Tag Archives: guppy breeding

Baby Snails!


They are hatching as I write, plopping without a sound into the water from the egg sac above.  I can’t even post a photo; the tank has way too much algae, result of me insisting that no one disturb the snail eggs.  Or the pregnant guppies.

The baby snails are a translucent white, all of them; their colors won’t come in till later.  I think they’re the progeny of a gold snail and a black one, so it will be fun to see what sort of rainbow we get.  They’re about the size of a matchhead.  They remind me oddly of tiny toenails; that was what popped into my mind when I saw them scattered about the glass.  And then I noticed that they were moving.  New life!  Mazel tov.

All this unfettered reproduction in the house makes Tony a bit edgy, and of course I have no idea what to do with a slew of baby snails.  So far I count eight snaillets, but there were three egg clusters in all, laid at different times, so you can bet there are more to come.  In fact, just this evening I suddenly thought There are a hell of a lot of snails in that tank, and went on to count five full-grown snails.  We started with three.  So the shtupping and the toenails have been going on longer than I thought.

We have three pregnant guppies who have looked on the verge of popping for over a week, but the guppy fry have yet to be born.  The silvery guppy mama is so swollen she can hardly swim, so it won’t be long now.  And I have thirteen guppy fry, born on New Year’s Eve, in a little fry cup.  One of them looks like a cull — meaning a runt, one which probably won’t survive.  But the rest, if I let them get big enough before I put them into the main tank, look like keepers.  The generation of fry previous to that (of which three survived) included one little girl, who is of course pregnant already.  And did you know a guppy can get pregnant again within a few hours of giving birth?

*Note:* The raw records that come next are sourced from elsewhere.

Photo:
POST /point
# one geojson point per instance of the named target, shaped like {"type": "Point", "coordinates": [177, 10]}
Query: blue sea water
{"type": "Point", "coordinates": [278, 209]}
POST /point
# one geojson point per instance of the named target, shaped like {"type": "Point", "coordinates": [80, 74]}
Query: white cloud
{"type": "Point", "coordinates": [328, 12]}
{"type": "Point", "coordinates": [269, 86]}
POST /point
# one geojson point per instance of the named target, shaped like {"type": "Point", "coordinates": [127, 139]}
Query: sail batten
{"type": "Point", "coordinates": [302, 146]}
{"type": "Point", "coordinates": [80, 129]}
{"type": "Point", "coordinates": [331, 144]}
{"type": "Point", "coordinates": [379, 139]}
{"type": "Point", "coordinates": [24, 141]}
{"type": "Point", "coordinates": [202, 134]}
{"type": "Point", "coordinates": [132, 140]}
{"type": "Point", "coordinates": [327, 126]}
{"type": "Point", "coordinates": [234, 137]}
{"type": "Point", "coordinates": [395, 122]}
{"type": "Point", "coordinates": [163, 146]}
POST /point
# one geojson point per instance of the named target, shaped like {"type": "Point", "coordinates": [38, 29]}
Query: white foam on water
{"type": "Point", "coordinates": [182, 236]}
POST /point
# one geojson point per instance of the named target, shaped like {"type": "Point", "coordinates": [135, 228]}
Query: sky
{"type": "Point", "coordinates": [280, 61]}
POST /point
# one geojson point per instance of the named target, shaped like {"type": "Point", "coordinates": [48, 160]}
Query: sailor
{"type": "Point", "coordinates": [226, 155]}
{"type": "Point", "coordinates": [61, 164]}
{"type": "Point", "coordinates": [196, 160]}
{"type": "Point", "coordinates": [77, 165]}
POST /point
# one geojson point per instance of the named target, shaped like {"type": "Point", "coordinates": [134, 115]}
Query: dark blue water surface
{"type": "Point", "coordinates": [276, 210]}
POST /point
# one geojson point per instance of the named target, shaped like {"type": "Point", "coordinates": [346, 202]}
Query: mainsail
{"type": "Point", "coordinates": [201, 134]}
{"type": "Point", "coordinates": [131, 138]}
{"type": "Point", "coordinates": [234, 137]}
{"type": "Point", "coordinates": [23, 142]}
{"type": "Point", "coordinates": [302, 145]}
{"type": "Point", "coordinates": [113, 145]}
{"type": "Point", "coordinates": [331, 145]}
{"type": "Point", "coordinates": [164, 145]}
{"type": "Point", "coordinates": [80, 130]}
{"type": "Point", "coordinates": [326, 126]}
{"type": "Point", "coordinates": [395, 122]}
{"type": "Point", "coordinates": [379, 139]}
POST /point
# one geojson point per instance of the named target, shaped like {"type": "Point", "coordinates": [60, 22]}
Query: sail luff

Meanwhile, the snails shtup on the glass as their toenail babies glide past so slowly you have to really stop and look to see the movement.  To be honest, there’s something a little obscene about all this fertilization and birth going on in my tank.  Imagine running an analysis on that water!  Twenty percent snail semen, ten percent placenta.  But I sort of like it.  Through all the bullshit of daily living, there is always fucking.  There is always birth.  There is always life.